Para muitos casais, o sonho de se tornarem pais demora um pouco mais para chegar. Entre as muitas tentativas, uma consulta de rotina ao ginecologista pode revelar a causa: cisto no ovário, um mal que atinge cerca de 25% das mulheres em idade fértil no Brasil. No entanto, ao contrário do que os futuros pais e mães pensam, não é motivo para preocupação. Esse tipo de tumor é benigno e apresenta poucos ou nenhum sintoma.

Frequentemente encontrados em mulheres em idade reprodutiva, os cistos ovarianos são encontrados principalmente em mulheres com idade entre os 20 e 35 anos, sendo portadoras de endometriose ou com doença inflamatória pélvica. Na maioria das vezes os cistos ovarianos são indolores e não causam sintomas, ao menos que ocorra sangramento por ruptura ou torção do cisto, causando dor abdominal aguda severa.

Acompanhamento regular é essencial

Segundo o ginecologista Joji Ueno (CRM-48.486), doutor em medicina pela Faculdade de Medicina da USP e diretor na Clínica GERA, em alguns casos, além de alterações menstruais, como sangramento intenso e dores, também podem causar, raramente, infertilidade. Para se prevenir e tratar a doença, o acompanhamento regular com o ginecologista pode ser suficiente. “O tratamento é simples e somente em alguns casos é necessário o uso da pílula anticoncepcional. Mas, na maioria das vezes, eles desaparecem sozinhos. O alerta fica apenas para quem já tem mais de 50 anos porque os cistos que aparecem depois da menopausa podem ser malignos”, alerta o médico responsável pelo setor de Histeroscopia Ambulatorial do Hospital Sírio Libanês.

Como o cisto no ovário pode ser descoberto?

O cisto no ovário pode ser descoberto em um exame pélvico de rotina ou ecografia. Alguns exames laboratoriais podem ser necessários para avaliação dependendo dos sintomas encontrados. O tratamento pode ser somente observação naqueles cistos que, por suas características, desaparecerão espontaneamente, ou cirúrgico, geralmente através de laparoscopia e vai depender do tamanho, das características, tipo do cisto e da idade da paciente. “Devemos avaliar cuidadosamente, principalmente as meninas antes da primeira menstruação e as mulheres após a menopausa”, diz o médico.
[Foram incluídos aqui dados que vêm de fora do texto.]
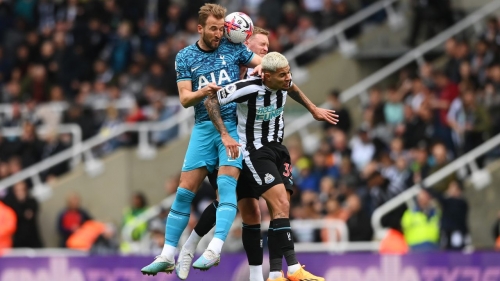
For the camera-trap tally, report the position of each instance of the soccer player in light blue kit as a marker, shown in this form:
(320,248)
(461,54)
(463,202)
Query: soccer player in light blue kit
(201,69)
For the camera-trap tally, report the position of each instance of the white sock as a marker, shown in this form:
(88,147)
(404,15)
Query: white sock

Cisto no ovário pode dificultar, mas não impede a gravidez

Ao contrário do que se pensa, a mulher pode engravidar, embora sinta dificuldades em função das alterações hormonais produzidas pelo cisto no ovário. Segundo o Dr. Joji Ueno, depois do tratamento, o que tende a acontecer é uma regularização da superfície dos ovários, e estes cistos irão diminuir ou desaparecer e irá retomar seu ritmo hormonal normal e vai poder engravidar quando quiser, sem dificuldade.

Mas e se eu descobrir o cisto ovariano sabendo que estou grávida?
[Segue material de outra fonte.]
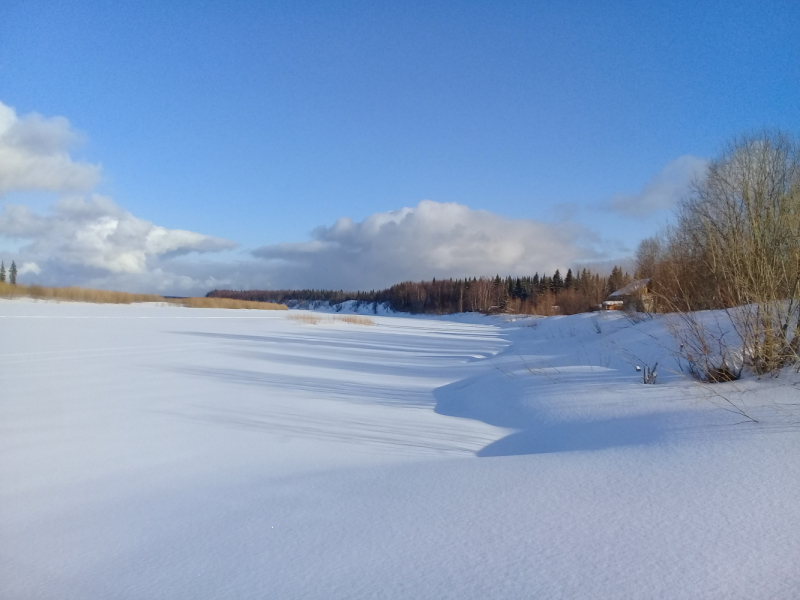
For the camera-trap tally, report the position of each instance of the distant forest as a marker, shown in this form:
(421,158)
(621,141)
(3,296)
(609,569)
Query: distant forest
(545,295)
“No caso de descobrir o cisto ovariano nos três primeiros meses de gestação, a mulher deve tomar mais cuidados porque isso pode trazer algum risco à gravidez. Mas quando bem acompanhada e fazendo o pré-natal corretamente, a gravidez pode ser tranquila”, explica o ginecologista.

E o que são cistos ovarianos?

São bolsas, preenchidas por um material líquido ou semissólido, aparecem em um ou em ambos os ovários, podendo causar leve dor em um lado na região baixa do abdômen. Muitas vezes são descobertas por acaso durante a realização de um ultrassom de rotina ou até durante uma cesárea.
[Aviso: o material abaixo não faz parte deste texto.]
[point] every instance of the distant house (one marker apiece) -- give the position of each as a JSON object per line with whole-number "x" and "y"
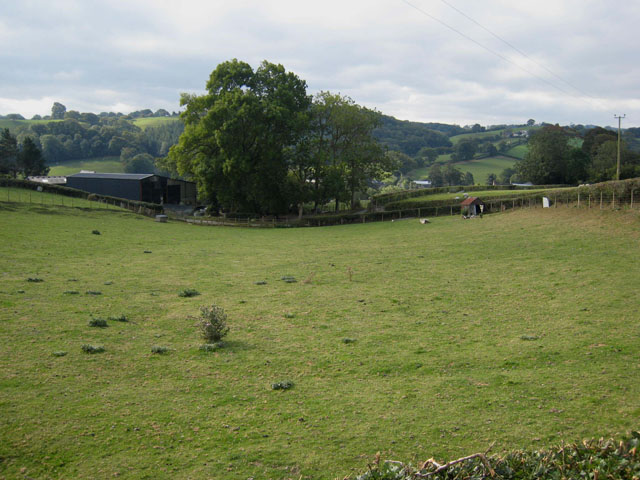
{"x": 144, "y": 187}
{"x": 54, "y": 180}
{"x": 473, "y": 206}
“A maioria dos cistos é decorrente do funcionamento natural dos ovários, chamados de funcionais. Eles aumentam e regridem com a variação do ciclo, sem que a mulher os perceba. Mas existem, ainda, outros dois tipos de cistos simples, os de corpo lúteo (pós-ovulação) e os hemorrágicos”, explica Joji Ueno.

Os cistos ovarianos menores de 6 cm podem ter tratamentos medicamentoso, mas os maiores têm de ser retirados cirurgicamente por laparotomia (opera-se o abdômen, de maneira semelhante ao que se faz na cesárea) ou por laparoscopia (introdução de cânula de endoscopia no abdômen).